The educational institutions were reopened even as an indefinite curfew continued in the city in the face of a directive by hardline separatist leader Syed Ali Geelani, asking parents not to send their children to schools.
Security forces were told to allow free passage to buses and other vehicles carrying school children.
Despite the security and transport arrangements made by the authorities, less than 5 percent student attendance was recorded in schools in Srinagar Monday.
Many schools situated in the old city areas of Srinagar recorded zero percent student attendance.
‘I brought my son to the school today because we live hardly 500 metres away from the school,’ said a parent who requested not to be named.
‘This would not be possible for others who have to bring their children to school covering eight-10 km in a tension-ridden city like ours,’ he added.
Most of the students who turned up to attend classes said they felt wonderful.
‘I have come to my school after two months today. It is a joy I cannot put in words, but if the situation does not improve completely, I fear my parents might not risk sending me to the school just because I enjoy coming here.’
‘It has been my first experience to venture out of my home during curfew.

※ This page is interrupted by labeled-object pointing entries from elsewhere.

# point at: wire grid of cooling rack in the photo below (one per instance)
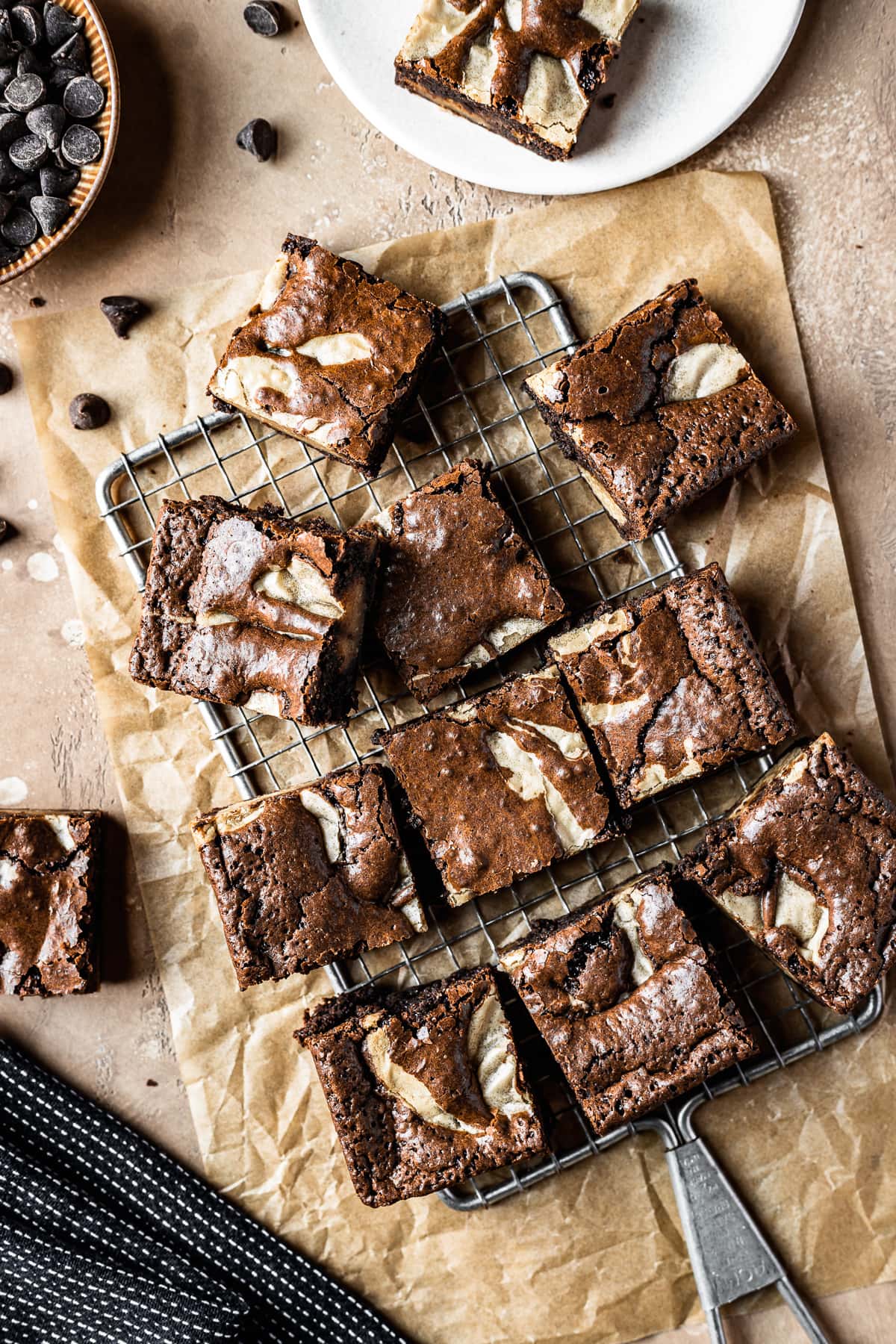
(473, 403)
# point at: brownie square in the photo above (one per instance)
(501, 785)
(458, 585)
(309, 875)
(672, 685)
(659, 409)
(49, 902)
(245, 606)
(527, 72)
(329, 355)
(628, 1001)
(806, 865)
(426, 1088)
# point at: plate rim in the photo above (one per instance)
(316, 25)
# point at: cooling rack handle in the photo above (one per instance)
(729, 1253)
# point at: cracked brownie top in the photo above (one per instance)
(527, 69)
(425, 1088)
(309, 875)
(628, 1001)
(501, 785)
(808, 866)
(49, 893)
(672, 685)
(458, 585)
(245, 606)
(659, 409)
(329, 354)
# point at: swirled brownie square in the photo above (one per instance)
(425, 1088)
(659, 409)
(528, 72)
(672, 685)
(501, 785)
(458, 585)
(49, 902)
(308, 875)
(806, 865)
(246, 606)
(329, 355)
(628, 1001)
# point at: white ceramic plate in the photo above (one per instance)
(687, 70)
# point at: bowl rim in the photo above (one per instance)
(31, 257)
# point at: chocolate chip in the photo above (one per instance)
(122, 312)
(60, 25)
(27, 25)
(81, 146)
(264, 18)
(49, 122)
(28, 152)
(26, 92)
(260, 139)
(13, 125)
(84, 99)
(19, 228)
(89, 411)
(50, 213)
(73, 53)
(58, 181)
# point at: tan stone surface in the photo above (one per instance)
(181, 203)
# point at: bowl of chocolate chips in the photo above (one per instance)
(58, 124)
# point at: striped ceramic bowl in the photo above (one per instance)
(93, 176)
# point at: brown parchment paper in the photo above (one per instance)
(597, 1253)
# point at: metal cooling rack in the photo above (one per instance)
(473, 403)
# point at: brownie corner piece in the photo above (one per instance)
(425, 1089)
(628, 1001)
(501, 785)
(454, 537)
(659, 409)
(249, 608)
(308, 875)
(329, 355)
(806, 865)
(49, 902)
(531, 77)
(672, 685)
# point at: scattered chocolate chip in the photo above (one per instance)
(264, 18)
(89, 411)
(27, 25)
(28, 152)
(26, 92)
(260, 139)
(81, 146)
(84, 99)
(122, 312)
(13, 125)
(19, 228)
(49, 122)
(58, 181)
(50, 213)
(60, 25)
(73, 53)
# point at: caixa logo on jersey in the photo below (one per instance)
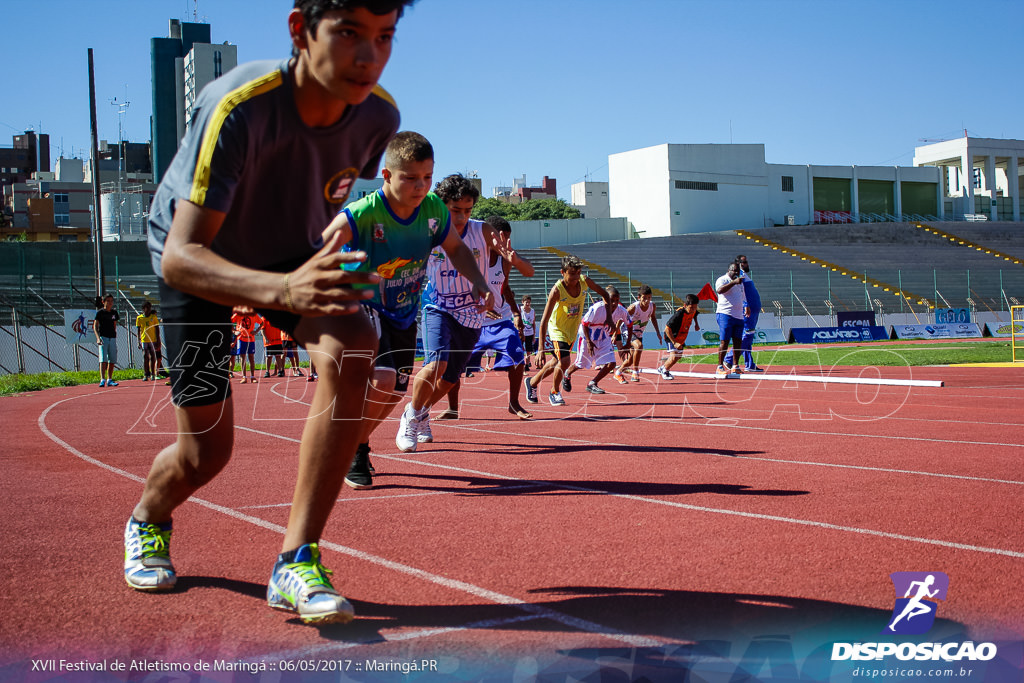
(915, 605)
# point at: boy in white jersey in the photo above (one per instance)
(503, 331)
(594, 342)
(641, 313)
(452, 321)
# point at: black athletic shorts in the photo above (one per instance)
(396, 348)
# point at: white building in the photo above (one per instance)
(982, 173)
(680, 188)
(591, 199)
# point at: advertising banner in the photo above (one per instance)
(1004, 329)
(835, 335)
(855, 318)
(949, 315)
(711, 338)
(958, 331)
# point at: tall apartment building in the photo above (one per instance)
(29, 154)
(182, 63)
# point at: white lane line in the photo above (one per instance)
(463, 587)
(818, 379)
(394, 636)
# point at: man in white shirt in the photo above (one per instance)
(730, 316)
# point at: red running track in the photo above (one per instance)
(665, 529)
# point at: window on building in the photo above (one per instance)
(693, 184)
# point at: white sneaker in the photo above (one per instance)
(423, 434)
(409, 428)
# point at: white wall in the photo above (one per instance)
(740, 175)
(782, 204)
(592, 199)
(638, 189)
(534, 233)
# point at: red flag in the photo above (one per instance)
(707, 293)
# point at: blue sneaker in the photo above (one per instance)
(147, 556)
(301, 587)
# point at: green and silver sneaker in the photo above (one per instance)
(300, 585)
(147, 556)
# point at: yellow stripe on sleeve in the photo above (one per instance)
(201, 179)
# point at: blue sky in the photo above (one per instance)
(552, 87)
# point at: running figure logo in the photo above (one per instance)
(916, 593)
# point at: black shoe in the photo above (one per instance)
(359, 473)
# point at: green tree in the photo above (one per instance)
(547, 210)
(494, 207)
(528, 210)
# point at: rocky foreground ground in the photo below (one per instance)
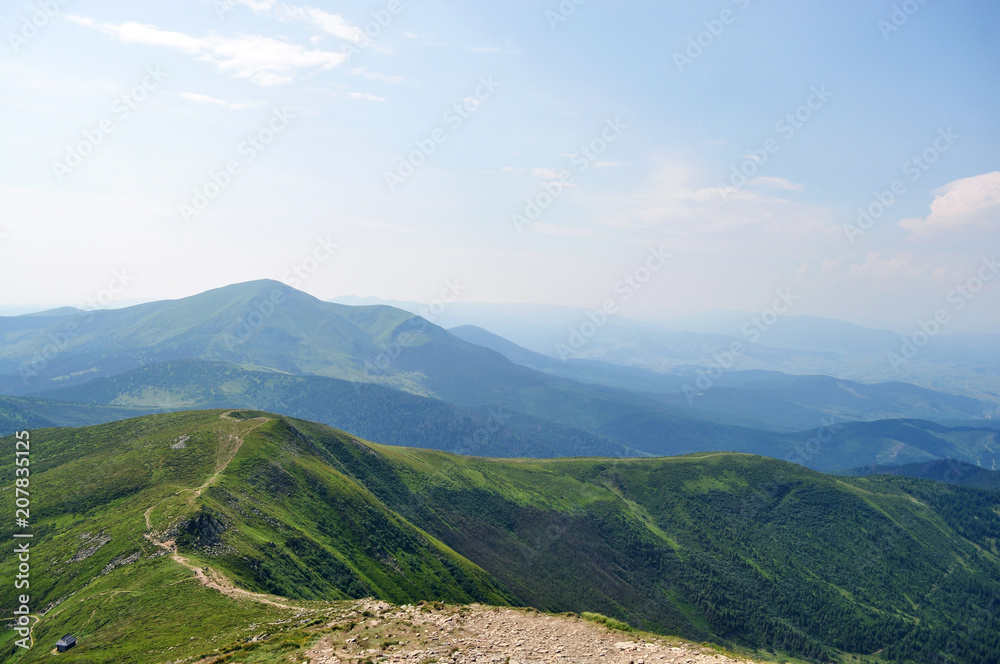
(380, 632)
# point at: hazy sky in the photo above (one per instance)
(414, 135)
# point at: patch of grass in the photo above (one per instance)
(610, 623)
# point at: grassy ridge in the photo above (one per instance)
(731, 548)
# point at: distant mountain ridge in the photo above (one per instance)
(264, 345)
(247, 520)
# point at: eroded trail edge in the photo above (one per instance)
(230, 440)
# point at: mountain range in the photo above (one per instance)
(393, 377)
(259, 524)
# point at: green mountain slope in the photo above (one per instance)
(948, 470)
(391, 416)
(374, 412)
(722, 547)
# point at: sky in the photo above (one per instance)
(710, 155)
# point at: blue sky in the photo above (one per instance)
(310, 106)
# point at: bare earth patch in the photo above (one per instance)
(458, 635)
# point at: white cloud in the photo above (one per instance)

Everything wears a deserted look. Hardly anybody on the roads. My father who carried me to the school on his scooter was stopped by police, but after seeing me on the pillion they just smiled and waved me on,’ said Mudasir (name changed to protect identity), student of prestigious private school here.
Officials claimed attendance of children in schools working in rural areas was 80 percent.
However, locals maintain that most schools in rural areas of the valley had been functioning almost normally during the over three-month-long unrest.
‘Today’s attendance both by staff and children at schools in Srinagar has been encouraging, given the fact that the separatists had called for a complete shutdown today and asked people to remain indoors,’ a senior police officer said here.
Syed Ali Geelani in a statement specifically asked parents not to send their children to school Monday as he claimed the Indian government was now trying to use children against the ongoing Quit Kashmir campaign started by his group.
‘They have killed over 108 children and youth and now suddenly they have started showing concern for the education of our children. There is a design behind this move of the government’, Geelani claimed.
Chief Minister Omar Abdullah in Jammu advised the media not to ‘hype’ the event ‘because the lives of children are at stake’.
Talking to newspersons on the sidelines of a government function, Abdullah said: ‘My request to all of you in the media would be that the opening of schools in the valley should not be played up’ as he feared it may bring harm the children’s way.
In New Delhi, union Home Minister P. Chidambaram, welcoming the opening of schools, criticised stone pelters for attacking school buses in some areas.
‘How can any right-thinking person pelt stones at school buses?’ Chidambaram asked.
‘I hope that such mischief will stop immediately. Anyone who has the interest of the children at heart cannot indulge in stone-pelting, nor should anyone support such mischievous attempts to interfere with the functioning of schools and colleges,’ he said.
At least 108 people have been killed in the Kashmir Valley, mostly in firing by the security forces during clashes with stone-throwing protesters over the past three and a half months. The unrest had led to schools being shut in the valley.